Ensuite ? Assieds-toi et attends, mon ami. Et attends encore, que parvienne jusqu’à toi la magie. Et ferme les paupières, et respire à peine, afin que le souffle, le tambour du coeur, ne couvre son murmure. Et bientôt de la vaste steppe, de l’âme ensanglantée de Gobi, s’élèvera la voix du conteur, faible palpitation battant la nuit de Jiayuguan, la cité des hauteurs, quelque part dans les montagnes mongoles de Burkan-kaldun, année 1245 du calendrier chrétien.
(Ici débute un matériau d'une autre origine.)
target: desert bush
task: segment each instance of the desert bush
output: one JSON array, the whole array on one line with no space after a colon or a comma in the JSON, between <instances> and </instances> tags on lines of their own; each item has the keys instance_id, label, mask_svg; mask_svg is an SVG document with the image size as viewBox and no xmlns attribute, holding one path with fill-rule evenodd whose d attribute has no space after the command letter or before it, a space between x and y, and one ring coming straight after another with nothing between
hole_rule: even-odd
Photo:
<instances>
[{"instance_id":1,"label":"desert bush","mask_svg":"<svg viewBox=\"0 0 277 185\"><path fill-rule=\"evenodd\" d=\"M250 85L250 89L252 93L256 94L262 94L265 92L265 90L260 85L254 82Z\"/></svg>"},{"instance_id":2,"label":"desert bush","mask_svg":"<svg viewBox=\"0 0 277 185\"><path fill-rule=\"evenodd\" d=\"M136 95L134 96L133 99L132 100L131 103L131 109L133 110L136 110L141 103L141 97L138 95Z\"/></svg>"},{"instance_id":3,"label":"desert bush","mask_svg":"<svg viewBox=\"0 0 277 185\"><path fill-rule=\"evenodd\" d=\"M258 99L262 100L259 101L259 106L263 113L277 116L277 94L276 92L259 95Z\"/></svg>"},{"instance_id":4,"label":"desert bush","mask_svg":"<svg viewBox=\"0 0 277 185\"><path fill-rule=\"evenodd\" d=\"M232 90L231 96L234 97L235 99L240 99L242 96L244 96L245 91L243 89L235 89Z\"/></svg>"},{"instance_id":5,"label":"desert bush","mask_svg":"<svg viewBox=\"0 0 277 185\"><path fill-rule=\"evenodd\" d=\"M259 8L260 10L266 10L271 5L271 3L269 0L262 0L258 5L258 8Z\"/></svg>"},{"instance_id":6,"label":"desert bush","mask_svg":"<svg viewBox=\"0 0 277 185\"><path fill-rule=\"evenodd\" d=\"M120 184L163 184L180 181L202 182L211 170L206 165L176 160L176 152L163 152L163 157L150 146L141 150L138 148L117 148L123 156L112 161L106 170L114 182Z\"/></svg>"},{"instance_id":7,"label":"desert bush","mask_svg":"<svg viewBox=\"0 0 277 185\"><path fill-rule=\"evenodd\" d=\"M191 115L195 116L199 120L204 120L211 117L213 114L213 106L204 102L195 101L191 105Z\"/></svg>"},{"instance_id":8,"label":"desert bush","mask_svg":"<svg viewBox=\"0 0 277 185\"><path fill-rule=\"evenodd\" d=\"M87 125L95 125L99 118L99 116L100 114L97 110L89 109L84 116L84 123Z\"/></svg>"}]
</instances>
Car il n’est de Mémoire sans voix, Tor Åge Bringsvaerd le sait, serait ce celle d’un jongleur, d’un bouffon, d’un fuyard ayant trouvé refuge entre les cuisses d’une fille de joie, oui, une voix, un corps, afin que l’histoire ne s’égare, ne s’égruge comme la cendre dans la paume du shaman, qu’elle survive et le souvenir avec elle, oui, serait-ce Wolfgang de Godesberg, esclave et traître au vivant, serait ce un gueux, qu’il te faudrait l’entendre tout de même, son récit, jusqu’au terme, jusqu’à l’accomplissement, puisque s’y inscrivent ta genèse, ton déclin. Et fût il le plus effroyable, qu’il te faudrait encore prêter l’oreille, oui, quitte à ce qu’il te reporte en l’an 1167 de notre ère, année du sanglier qui vit naître Temujin, le bogdo, l’élu, sorti des entrailles maternelles tenant en sa main un bloc de sang noir, Temujin, linceul de la terre et souverain de tous les peuples de la steppe, Tartares, kirghiz, Naimans, le Gengis Khan par qui tant de sang fut versé, qui ensemença le désert de sa fureur dévastatrice de sorte que le monde ne serait plus jamais comme avant le jour de sa naissance, vie d’un héros de légendes, de ceux qu’il entraîna dans son sillage, parents, fidèles compagnons, ennemis jurés qu’il pourchassa jusqu’à la mort à travers le Gobi.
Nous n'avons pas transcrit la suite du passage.